💡 Core Concepts & Executive Briefing
Introduction
Hiring in a real estate business isn’t just “getting help.” In most brokerages and agent teams, the wrong hire costs you more than salary. It costs you leads, listings, client trust, and weeks of momentum. So you need a hiring system that works like a funnel: bring in the right people, filter out the wrong ones early, and then train so they can perform fast—without you constantly fixing mistakes.
In this module, you’ll use the Talent Funnel for real estate roles: Hiring, Training, and The Repellent Job Ad. The goal is simple: only suitable candidates make it far, and your onboarding turns them into reliable team members quickly.
Concept
Think of your hiring funnel as three stages that reduce risk at each step.
#Hiring
In real estate, “role fit” matters as much as skills. For example, an appointment setter or showing coordinator who can’t handle rejection, reschedules, or client communication will create problems immediately.
Your first job is to attract candidates who understand the day-to-day reality of the role. That means your job ad should clearly describe:
- What they’ll do weekly (tasks, volume, and pace)
- The client-facing expectations (tone, responsiveness, professionalism)
- The non-negotiables (showing window adherence, follow-up speed, documentation)
- The performance standard (what “good” looks like in your system)
Real-world real estate scenario: You’re hiring a Buyer Appointment Setter. A generic ad might say “must be motivated, fast learner, great communicator.” A better ad says: “This role makes 80-120 calls and texts per day, follows a script, logs every interaction in the CRM, and books appointments within set SLAs.

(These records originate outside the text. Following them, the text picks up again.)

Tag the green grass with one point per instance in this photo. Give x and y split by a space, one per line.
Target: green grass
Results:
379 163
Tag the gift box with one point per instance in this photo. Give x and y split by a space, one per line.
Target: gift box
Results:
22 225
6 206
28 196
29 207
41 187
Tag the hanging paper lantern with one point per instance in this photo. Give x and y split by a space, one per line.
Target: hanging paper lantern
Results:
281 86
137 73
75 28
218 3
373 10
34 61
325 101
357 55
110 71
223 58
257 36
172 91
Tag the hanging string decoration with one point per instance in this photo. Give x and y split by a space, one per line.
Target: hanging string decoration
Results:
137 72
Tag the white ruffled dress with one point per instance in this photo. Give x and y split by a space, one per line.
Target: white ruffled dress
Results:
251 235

You will hear ‘no’ often and you still stay polite and consistent.” That filters out people who want vague “sales” roles and keeps those who can handle structured outreach.
#Training
Training is where you protect your lead flow and your brand. Real estate clients can feel the difference instantly. New hires must learn your exact processes: how leads are handled, how follow-ups are timed, how you document, and how you communicate.
Your training should include:
- Process training: step-by-step walkthrough of your scripts and workflows
- Tools training: CRM, dialer/texting, email templates, scheduling tools
- Role play: realistic calls for objections, no-shows, and “not ready yet”

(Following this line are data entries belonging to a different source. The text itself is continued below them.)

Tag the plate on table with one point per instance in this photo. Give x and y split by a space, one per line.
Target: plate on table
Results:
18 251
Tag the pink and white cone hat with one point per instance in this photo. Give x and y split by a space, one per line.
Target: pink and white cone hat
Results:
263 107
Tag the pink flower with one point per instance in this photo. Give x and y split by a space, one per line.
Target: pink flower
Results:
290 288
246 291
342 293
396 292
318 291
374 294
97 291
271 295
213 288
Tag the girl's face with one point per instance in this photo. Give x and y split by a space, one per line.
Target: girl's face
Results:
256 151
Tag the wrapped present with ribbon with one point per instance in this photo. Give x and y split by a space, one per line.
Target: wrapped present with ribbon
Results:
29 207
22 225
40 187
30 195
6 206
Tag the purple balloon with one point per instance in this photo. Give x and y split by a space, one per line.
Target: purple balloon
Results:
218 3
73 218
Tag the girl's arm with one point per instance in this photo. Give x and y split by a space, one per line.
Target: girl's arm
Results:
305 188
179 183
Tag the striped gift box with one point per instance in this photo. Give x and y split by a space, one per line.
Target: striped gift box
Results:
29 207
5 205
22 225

- Quality checks: audits of call logs, message replies, and CRM entries
Real-world real estate scenario: You hire a Listing Coordinator. Their first week isn’t “figure it out.” They need onboarding that covers: how to collect seller docs, how to track tasks in your deal pipeline, what to say when a seller asks for pricing changes, and how to schedule photographer + sign installation. If they learn your standards early, you avoid listings stalling due to missing steps.
#The Repellent Job Ad
A Repellent Job Ad is a smart filter. It doesn’t discriminate—it tests attention to detail and commitment. The trick is to make the “requirements” real, not trick questions.
A strong Repellent Job Ad in real estate often includes a small, specific instruction that mirrors what you care about operationally, such as:
- Requiring a keyword in the subject line
- Requiring a short explanation of their availability to work showing days
- Requiring a completed mini-task (ex: draft a follow-up text to a no-response lead)
- Requiring them to confirm they’ve read the whole ad by answering 2 simple questions
Real-world real estate scenario: You’re hiring a Showing Coordinator. Your ad states: “Subject line must include the word ‘SCHEDULE’ and your first message must confirm your willingness to handle last-minute showing changes. Answer: ‘What do you do when a client is late by 15 minutes?’” Candidates who don’t follow instructions self-select out—exactly what you want when reliability is the job.
Conclusion
The Talent Funnel helps you build a real estate team that doesn’t slow you down. When you write role-specific hiring ads, train to your system, and use a Repellent Job Ad to filter for commitment and detail, you reduce expensive mistakes. Over time, your team becomes consistent, your clients feel cared for, and your business keeps closing deals even when you’re busy.